José Cueli
Ondular del fuego

El fuego olímpico iluminó Atlanta, y una antormentada humareda subió al cielo inmenso y reposado, voluptuosamene. En medio del humo apareció radiante una mujer, rebosante en ondulaciones que se retorcía sobre una alfombra de flores, semejante a una serpiente con piel de barras y estrellas, símbolo de la omnipotencia y el sadismo más cruel y --off course-- la belleza de sus artes.

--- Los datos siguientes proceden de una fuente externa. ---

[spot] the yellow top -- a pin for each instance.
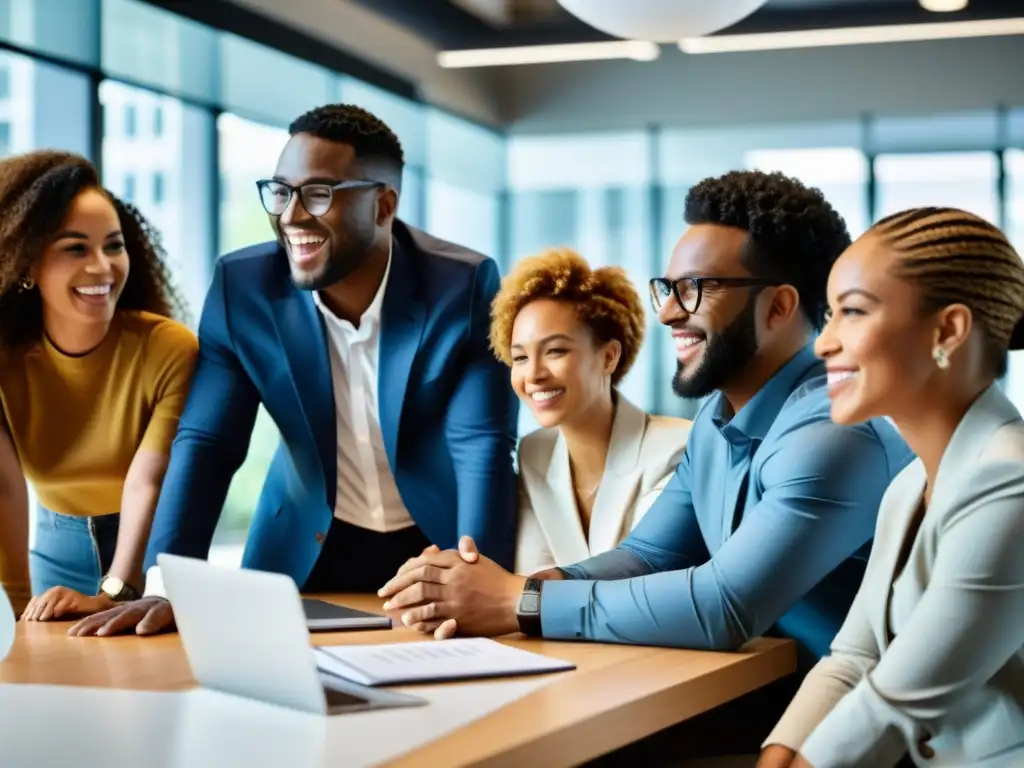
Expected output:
(78, 421)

Aquí debí dibujar el punto final. Ni retórica ni comentarios han de aumentar la emoción a la página. Lo que vimos fue el cuadro de costumbres del país vencedor. Allá abajo, en jardines con pretensiones suntuosas, grandes cuadros de luces copia de los catalanes, y el reflejo admirado a la prodigiosa mujer. Una hora, después nomás y la fumadera se había reducido a un puñado de cenizas.

Y el crónico enamorado de la mujer universal, no comentaba ni se definía, en dogma, religión,y política, sólo en pasiones. Conocía el deseo póstumo de la mujer olímpica, desde otros días, y señalaba entre las nubes oscurecidas la bocanada espesa del humo del fuego olímpico ¡Piel, piel toronja de mujer!

¡Lo he vivido tanto en tantos años! La sugestión del humo en el espacio me encadenaba de nuevo a la imagen que luego se me perdía. La columna barroca del humo creadora de la mujer con sus volutas y espirales, sus retorcimientos y espamos ¿no era acaso la presencia y ausencia de la mujer disipada en la danza y el ritmo? razón de ser de la Olimpiada.

La última sí, pero ¿la anterior y las otras? La anterior, danzaba en mi recuerdo en las ramblas de Barcelona, sólo para mí, hasta que de repente en un movimiento de sus caderas crepitantes, se le rasgó el vestido y flotó la vida, se meció sobre sus muslos en ondas movibles y envolviéndose en ellos, flameándolos, jugando con su espuma, y caricias, siguió su danza ciega, sugestionada, vencida por su arte al reflejo luminoso de su cuerpo. Se abrió el cielo y nació en mí una nueva pasión olímpica.

Una nueva pasión que a falta de toros, representantes de la muerte en los pitones, desplazaba a los giros de esa libélula que competía con las bocanadas espesas del humo olímpico. Dos colores que eran uno mismo. Un mismo color rojizo con combinaciones y matices diversos. A veces sin desprendimiento del humo daba lugar a su baile serpenteante más intenso. A veces el fuego me prendía y deslizaba por la piel hasta ella y surgía el misterio de la pasión humaredera en el vestido desgarrado por la danza.